The real stars of the season so far

BySTEVE ILARDI
December 11, 2014, 2:55 PM

— -- If the NBA season were a school year, we'd already be handing out first-quarter grades this week. So which players would deserve an A-plus for their early work in the 2014-15 campaign?

To address such questions, Jeremias Engelmann and I introduced an advanced metric last season: real plus-minus (RPM). It's a mathematical estimate of each player's true plus-minus contribution, adjusting for the strength of every on-court teammate and opponent. RPM gauges the impact of each player on his team's net efficiency (points per 100 possessions). And it yields separate metrics for offensive (ORPM) and defensive (DRPM) play, respectively.

From RPM, we can also generate wins above replacement (WAR), which takes into account each player's total possessions to estimate the number of wins he's generated for his team (above and beyond that of the typical " replacement player").

Here's the current RPM/WAR leaderboard:

It's not a bad list of All-NBA candidates through the season's first quarter. It also suggests some provocative takeaways, among them:

Harden's new commitment to defense appears to be real -- and it makes him a legitimate MVP candidate

James Harden's matador defense is the stuff of legend, not to mention viral YouTube videos. According to RPM, his reputation for atrocious D last season was fully justified: His defensive RPM value (minus-2.84) was among the league's worst. Even his brilliant offensive play couldn't completely offset the damage, as he was nowhere to be found among last season's total RPM leaders.

But Harden is one of several players -- together with DeMarcus Cousins, Rudy Gay, and Kyrie Irving -- who have taken their respective games to a whole new level after spending the summer with Mike Krzyzewski, Tom Thibodeau and the rest of the Team USA staff. And while no one is ever going to confuse the Bearded One with Tony Allen, it's clear that Harden has elevated his defensive play this season.
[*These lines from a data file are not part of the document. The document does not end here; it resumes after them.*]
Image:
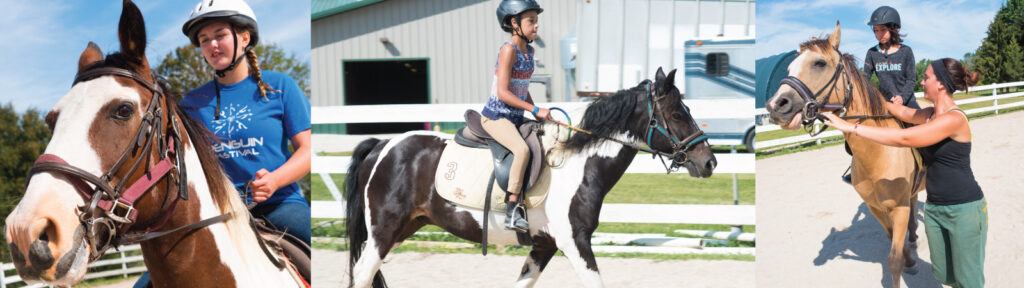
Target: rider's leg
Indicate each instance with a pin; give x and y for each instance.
(506, 133)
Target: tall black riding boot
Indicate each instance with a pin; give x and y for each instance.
(515, 217)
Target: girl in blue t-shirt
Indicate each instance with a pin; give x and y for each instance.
(510, 96)
(253, 114)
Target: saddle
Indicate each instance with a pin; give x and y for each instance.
(473, 135)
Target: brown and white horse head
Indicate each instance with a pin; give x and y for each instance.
(684, 134)
(814, 66)
(92, 126)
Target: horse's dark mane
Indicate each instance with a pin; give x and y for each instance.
(605, 116)
(198, 134)
(872, 97)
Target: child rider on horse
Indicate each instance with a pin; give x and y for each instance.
(510, 96)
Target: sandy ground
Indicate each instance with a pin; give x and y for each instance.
(813, 229)
(424, 270)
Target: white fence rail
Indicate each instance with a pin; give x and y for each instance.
(121, 261)
(994, 97)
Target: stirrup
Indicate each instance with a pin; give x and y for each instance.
(515, 217)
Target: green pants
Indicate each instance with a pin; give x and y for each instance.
(956, 237)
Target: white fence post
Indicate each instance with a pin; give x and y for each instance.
(995, 100)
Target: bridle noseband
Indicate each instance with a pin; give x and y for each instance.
(679, 148)
(110, 210)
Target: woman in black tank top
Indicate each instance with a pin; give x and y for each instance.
(955, 212)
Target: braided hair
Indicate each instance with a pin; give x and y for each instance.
(255, 70)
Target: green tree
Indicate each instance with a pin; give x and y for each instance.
(185, 69)
(23, 138)
(920, 69)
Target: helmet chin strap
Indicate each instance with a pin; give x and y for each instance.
(518, 32)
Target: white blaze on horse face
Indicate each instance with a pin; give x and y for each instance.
(54, 199)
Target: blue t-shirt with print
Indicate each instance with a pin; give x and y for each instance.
(253, 132)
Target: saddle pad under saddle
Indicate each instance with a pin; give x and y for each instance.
(463, 173)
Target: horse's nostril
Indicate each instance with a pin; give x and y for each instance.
(783, 103)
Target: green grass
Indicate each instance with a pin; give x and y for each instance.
(645, 189)
(524, 250)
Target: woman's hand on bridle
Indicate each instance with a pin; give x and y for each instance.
(263, 186)
(897, 99)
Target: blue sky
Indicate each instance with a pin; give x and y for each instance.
(933, 29)
(42, 40)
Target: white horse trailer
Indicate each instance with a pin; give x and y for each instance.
(619, 43)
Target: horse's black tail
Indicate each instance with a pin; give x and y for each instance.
(356, 225)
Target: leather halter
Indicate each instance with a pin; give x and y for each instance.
(110, 211)
(679, 148)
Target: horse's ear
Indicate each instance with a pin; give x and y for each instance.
(131, 32)
(90, 55)
(834, 38)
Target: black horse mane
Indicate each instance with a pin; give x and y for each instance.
(873, 99)
(607, 115)
(199, 135)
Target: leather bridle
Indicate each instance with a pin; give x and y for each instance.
(110, 211)
(812, 108)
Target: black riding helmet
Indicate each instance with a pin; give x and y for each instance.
(512, 8)
(885, 15)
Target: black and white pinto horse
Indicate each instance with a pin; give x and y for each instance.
(391, 194)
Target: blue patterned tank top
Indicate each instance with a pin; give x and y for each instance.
(522, 70)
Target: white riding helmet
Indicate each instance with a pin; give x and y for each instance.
(235, 11)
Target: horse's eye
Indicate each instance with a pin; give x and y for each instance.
(123, 112)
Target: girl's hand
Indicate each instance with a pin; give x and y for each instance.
(543, 114)
(897, 99)
(838, 123)
(263, 187)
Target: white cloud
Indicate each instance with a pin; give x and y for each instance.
(934, 30)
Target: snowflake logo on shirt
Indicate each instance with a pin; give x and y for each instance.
(232, 119)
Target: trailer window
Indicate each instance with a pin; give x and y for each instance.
(717, 65)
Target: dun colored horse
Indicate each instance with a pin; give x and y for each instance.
(885, 176)
(391, 194)
(115, 172)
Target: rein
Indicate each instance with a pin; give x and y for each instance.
(812, 108)
(111, 212)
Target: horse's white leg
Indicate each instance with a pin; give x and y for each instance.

You can see it in the box score stats, where he has suddenly emerged as one of the game's most prolific shot-blockers in the backcourt (third among guards at 1.1 blocks per game) and climbed into the league's top 10 in steals (2.0 per game). You can see it even more clearly in his defensive RPM rating this season (1.82), quantitative evidence of a dramatic turnaround in overall defensive play.

On the strength of such improvement, Harden has quietly posted the second-highest WAR in the league thus far, and propelled the Rockets to their red-hot 16-5 start this season.